Wednesday, February 25, 2009

Good news for Jilly-Bean!

The last few days have been pretty stressful for my friend Jill. After having a mammogram last week, they called her to go back in for another look. She was understandably anxious (OK, she was a basket case), so I met her at the Women’s Breast Health Centre for her appointment. Marylou unexpectedly showed up in the waiting room as well.
There was lots of reason for celebration when it was all over and the technician said that everything looked OK.

As you can see from her picture, Jill was pretty excited about the news. She had to rush back to her home daycare, so Marylou and I went out to lunch to celebrate for her! :-)

As for me, I had an appointment this afternoon in the chemo room to have my portacathe flushed. It has to be done once a month so it doesn't clog up. I really should have my own parking spot at the cancer centre. Who do I talk to about that?

Am I terminal???

One of the members at Curves in Fort Erie, where my Mom is a regular attendee, recently decided to have a fundraiser to raise money for breast cancer research. This is the write-up in the Grimsby Lincoln News about the event:

Fort Erie resident Pauline Wilson got a manicure from aesthetician Kadie Lidbetter at a fundraiser at Curves last Saturday. Janice Rivest of Stevensville is a member at Curves on Garrison Rd. and her daughter, Christine Lynds, has Stage 4 terminal breast cancer. Curves offered free manicures, massages and makeovers, with all donations going toward Lynds' cancer treatment.

My poor Mom was mortified that they listed me as ‘terminal’. It made me think about the meaning of the word and how I felt about it.

Cancer has a whole language of its own. Those of us who have been through the ranks throw around terms and sometimes forget that others aren't as immersed in the cancer world as we are.
It’s even confusing for those of us who are in the midst of it: someone once told me about a woman in a support group for metastatic patients who asked if she was still a ‘survivor’ even though it came back.

For the record, I think of myself as ‘incurable’, not ‘terminal’. I also think of myself as a ‘survivor’. Here are some definitions of cancer terms, some that I took from the dictionary and some are my own interpretation. There are hundreds (probably more like thousands) of cancer terms, so I only listed some of those that apply to my own situation.
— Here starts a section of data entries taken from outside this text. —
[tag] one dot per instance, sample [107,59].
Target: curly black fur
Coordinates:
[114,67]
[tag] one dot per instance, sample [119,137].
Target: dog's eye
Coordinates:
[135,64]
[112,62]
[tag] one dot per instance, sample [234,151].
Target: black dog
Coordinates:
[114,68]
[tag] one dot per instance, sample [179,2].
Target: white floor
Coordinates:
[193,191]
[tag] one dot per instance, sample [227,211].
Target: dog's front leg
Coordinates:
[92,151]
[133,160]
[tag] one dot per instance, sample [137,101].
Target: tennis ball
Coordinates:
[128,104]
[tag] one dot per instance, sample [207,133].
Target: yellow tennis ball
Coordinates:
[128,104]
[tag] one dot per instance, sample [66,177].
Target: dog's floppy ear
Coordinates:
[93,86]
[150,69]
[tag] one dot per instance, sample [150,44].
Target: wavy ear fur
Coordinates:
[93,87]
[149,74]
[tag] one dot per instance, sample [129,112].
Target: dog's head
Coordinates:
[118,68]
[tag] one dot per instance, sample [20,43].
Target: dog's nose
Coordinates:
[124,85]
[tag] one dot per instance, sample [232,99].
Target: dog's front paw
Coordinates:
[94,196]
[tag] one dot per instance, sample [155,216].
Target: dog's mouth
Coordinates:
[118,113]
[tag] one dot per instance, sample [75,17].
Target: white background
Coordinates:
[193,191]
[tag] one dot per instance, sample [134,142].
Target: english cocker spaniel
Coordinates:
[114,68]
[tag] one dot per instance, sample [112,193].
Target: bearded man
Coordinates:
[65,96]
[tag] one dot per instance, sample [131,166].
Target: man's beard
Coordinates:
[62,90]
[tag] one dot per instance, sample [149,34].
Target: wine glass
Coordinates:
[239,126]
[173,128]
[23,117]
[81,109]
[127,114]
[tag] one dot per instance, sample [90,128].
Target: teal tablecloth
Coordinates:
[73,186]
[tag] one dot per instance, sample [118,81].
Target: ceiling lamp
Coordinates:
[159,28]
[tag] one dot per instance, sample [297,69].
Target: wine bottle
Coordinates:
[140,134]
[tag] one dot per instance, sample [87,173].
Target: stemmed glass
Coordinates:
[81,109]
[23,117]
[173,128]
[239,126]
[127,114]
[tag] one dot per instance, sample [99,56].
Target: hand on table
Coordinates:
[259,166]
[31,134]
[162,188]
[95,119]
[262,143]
Tuesday, February 24, 2009

Just for a laugh

Do you sit unnoticed on the sidelines while others are picked?
Try the latest scarf fashion and you too will be the center of attention:

Friday, February 20, 2009

When you're a cancer patient, there's a lot of waiting

Waiting has to be one of the hardest things about having cancer. Sometimes it’s even harder than getting bad news. When you know what you’re dealing with, at least you can take action, make a plan, get organized. In the meantime, you are stuck in limbo with your worse-case scenario thoughts.

After being called back for a second look after a recent mammogram, Jill is now anxiously waiting for the next appointment and, more importantly, the results. Judy went through a very stressful time this winter, waiting for test results. (I’m happy to report all is good!). Sue Hendler is waiting to start a new cocktail of chemotherapy and writes about it in her column in today's Kingston Whig Standard.
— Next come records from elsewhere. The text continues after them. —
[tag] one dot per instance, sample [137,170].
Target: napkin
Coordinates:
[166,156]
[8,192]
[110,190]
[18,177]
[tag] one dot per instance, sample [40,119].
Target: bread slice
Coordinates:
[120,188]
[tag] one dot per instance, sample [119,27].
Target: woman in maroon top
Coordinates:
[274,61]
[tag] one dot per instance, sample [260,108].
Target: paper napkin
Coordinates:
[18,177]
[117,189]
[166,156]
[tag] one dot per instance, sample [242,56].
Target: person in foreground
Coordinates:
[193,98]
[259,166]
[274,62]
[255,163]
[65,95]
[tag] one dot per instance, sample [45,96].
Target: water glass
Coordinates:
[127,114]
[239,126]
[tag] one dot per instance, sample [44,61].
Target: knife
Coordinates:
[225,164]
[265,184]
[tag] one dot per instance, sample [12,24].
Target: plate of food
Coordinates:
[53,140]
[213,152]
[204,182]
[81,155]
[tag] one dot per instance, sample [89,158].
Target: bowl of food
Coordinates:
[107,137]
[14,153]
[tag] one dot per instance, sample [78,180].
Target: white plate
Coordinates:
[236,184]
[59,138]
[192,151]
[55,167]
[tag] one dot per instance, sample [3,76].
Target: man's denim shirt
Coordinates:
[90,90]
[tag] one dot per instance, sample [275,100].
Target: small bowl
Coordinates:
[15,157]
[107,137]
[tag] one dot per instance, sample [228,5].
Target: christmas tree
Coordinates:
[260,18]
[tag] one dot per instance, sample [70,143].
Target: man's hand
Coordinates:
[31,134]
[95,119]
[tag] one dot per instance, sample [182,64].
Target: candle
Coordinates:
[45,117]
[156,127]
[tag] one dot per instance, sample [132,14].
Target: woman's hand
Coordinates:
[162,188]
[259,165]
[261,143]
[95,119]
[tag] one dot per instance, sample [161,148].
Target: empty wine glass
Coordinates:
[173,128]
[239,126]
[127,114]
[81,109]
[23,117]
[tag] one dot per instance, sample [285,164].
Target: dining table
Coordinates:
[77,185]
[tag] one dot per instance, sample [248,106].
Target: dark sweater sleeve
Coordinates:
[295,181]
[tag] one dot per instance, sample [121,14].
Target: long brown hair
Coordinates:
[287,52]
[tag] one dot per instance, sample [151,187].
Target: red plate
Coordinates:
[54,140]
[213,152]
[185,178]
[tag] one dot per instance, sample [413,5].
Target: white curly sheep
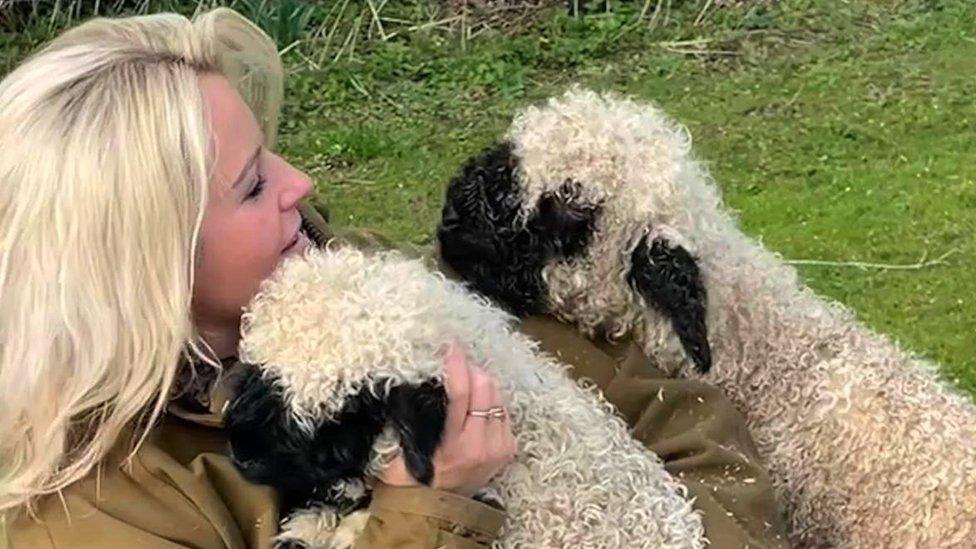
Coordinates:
[867,447]
[336,323]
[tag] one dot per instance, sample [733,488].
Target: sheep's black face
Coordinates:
[502,256]
[268,447]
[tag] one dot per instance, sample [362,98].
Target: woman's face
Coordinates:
[251,221]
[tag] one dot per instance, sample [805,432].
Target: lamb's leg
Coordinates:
[418,413]
[321,528]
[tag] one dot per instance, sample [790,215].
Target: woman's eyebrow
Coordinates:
[247,167]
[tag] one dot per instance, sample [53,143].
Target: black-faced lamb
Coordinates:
[346,350]
[594,209]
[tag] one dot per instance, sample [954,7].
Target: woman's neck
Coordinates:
[222,339]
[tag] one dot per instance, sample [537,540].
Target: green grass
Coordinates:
[839,130]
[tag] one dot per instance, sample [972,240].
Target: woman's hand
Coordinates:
[473,448]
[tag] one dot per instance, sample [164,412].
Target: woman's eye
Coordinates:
[256,190]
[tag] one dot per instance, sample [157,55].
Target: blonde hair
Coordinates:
[105,162]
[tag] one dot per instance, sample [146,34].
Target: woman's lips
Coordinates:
[292,243]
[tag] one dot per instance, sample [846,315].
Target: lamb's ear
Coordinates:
[418,412]
[668,279]
[568,216]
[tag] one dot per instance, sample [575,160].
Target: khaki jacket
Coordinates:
[181,490]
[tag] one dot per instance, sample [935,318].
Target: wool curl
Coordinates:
[867,447]
[331,322]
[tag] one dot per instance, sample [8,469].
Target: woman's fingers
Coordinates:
[482,399]
[501,439]
[457,384]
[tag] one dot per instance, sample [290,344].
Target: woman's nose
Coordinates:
[299,185]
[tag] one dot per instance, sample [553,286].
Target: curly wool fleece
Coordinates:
[867,447]
[330,322]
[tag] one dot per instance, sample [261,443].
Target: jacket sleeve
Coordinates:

If you would like to read other columns by Sue Hendler, click on her name below after "Labels".

Thursday, February 19, 2009

When in Rome...

I get tired of writing about cancer, but I don’t have much else going on these days to write about. So I’ve resorted to stealing pictures off Facebook so I can write about my son’s fabulous life.

Adam and his wife Tara are living in the Netherlands and take the opportunity to travel whenever they can. Last weekend they were in Rome; next weekend they are off to Morocco. They are taking advantage of this time while they are childless (and I am grand-childless – no pressure!) to see Europe. I am so happy for them that they have this opportunity and are having great adventures together.

But I do miss them lots...

Wednesday, February 18, 2009

First shot of Fulvestrant

Just back from my first injection of Fulvestrant (brand name: Faslodex). Finally! I’m on a drug that has the potential side effect of loss of appetite! It was pretty uneventful – just bend over the table and get a shot in the bum. So far, so good.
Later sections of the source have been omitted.